April 05 2023

How will the restructuring of Alibaba affect Ant Group?

It’s been a long and humbling road for Ant Group since the abrupt cancellation of its expected blockbuster IPO in November 2020. The nixed IPO marked the beginning of a wider crackdown by the Chinese authorities on tech giants that had gotten too big for their own good. Since then, we have strained to read the tea leaves and figure out just how much Ant would be cut down to size when the IPO could get back on track. The decision by regulators to require Ant’s parent company Alibaba to become a holding company divided into six different business groups suggests that the restructuring of the internet giant has reached an inflection point.

It is no exaggeration to describe Alibaba’s restructuring as unprecedented. The company itself has called it the “most significant” organizational rejigging in its 24-year history. Under the restructuring, each unit will have its own chief executive and board of directors to expedite decision-making. The only unit that will remain wholly Alibaba owned will be the China e-commerce unit, Taobao Tmall Commerce Group.

There are likely some practical reasons for the restructuring that dovetail with political objectives. With six different business units, Alibaba should be better positioned to avoid allegations of monopolistic practices – which have cost it heavily in the past.

Meanwhile, the return of Alibaba founder Jack Ma to China just as the company announces this unprecedented restructuring seems unlikely to be coincidental. Ma had been out of the country for the past year for reasons that are not entirely clear, though he may simply have sought to keep a low profile during a politically sensitive period.

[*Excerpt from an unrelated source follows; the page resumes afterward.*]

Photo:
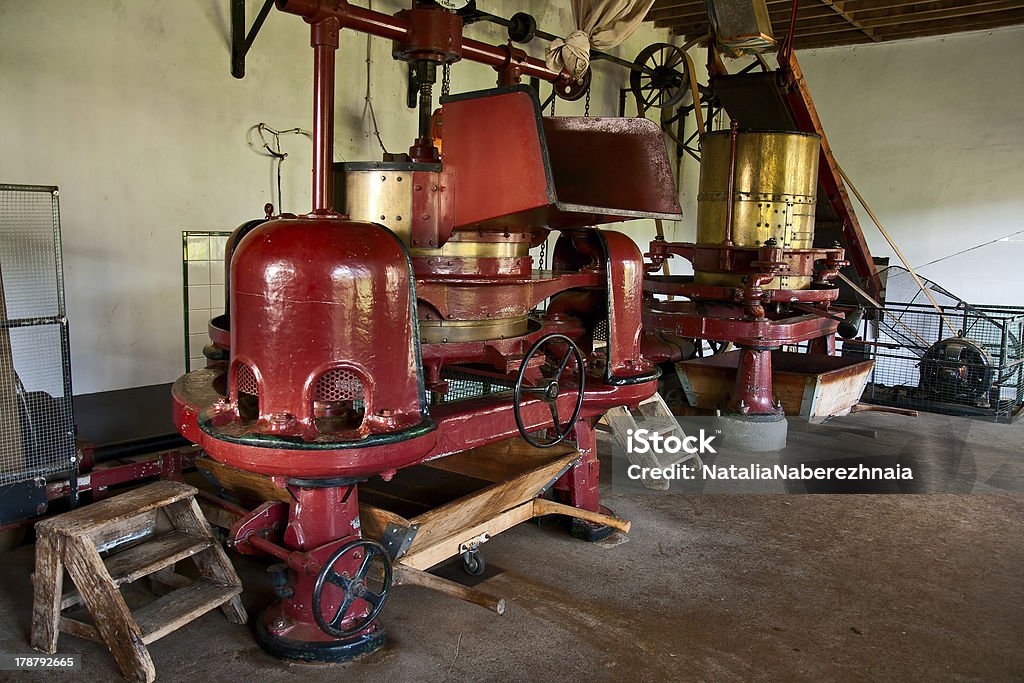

For Ma to return now makes perfect sense. It may signal that Beijing is preparing to put the tech crackdown in the rearview mirror as it seeks to revivify the world’s second largest economy. Zero-Covid restrictions exacted a heavy toll on the Chinese economy in 2022, when it grew just 3%. China’s dynamic private sector has to be confident about the business environment for the economy to genuinely recover. Consumers have to be confident to spend.

Although degrees of separation between Ant Group and Alibaba have been increasing since last year, there is no decoupling this restructuring from Ant’s fortunes. Indeed, Alibaba still owns 33% of Ant, and it wants the Ant IPO to get back on track. To do so, it has to assuage any remaining concerns Chinese regulators have about its business practices.

To be sure, this process remains incremental, and it is helpful to think of this restructuring as an important step along with the approval Ant received Ant earlier this year from the China Banking and Insurance Regulatory Commission to expand its consumer finance business. That too was a sign the company is making progress resolving regulators’ concerns.

Another good sign for Ant is the news that it injected an additional US$188 million into ANEXT, its Singapore digital bank. That suggests that Ant not only confident about the digibank’s prospects, but also its broader situation back home in China.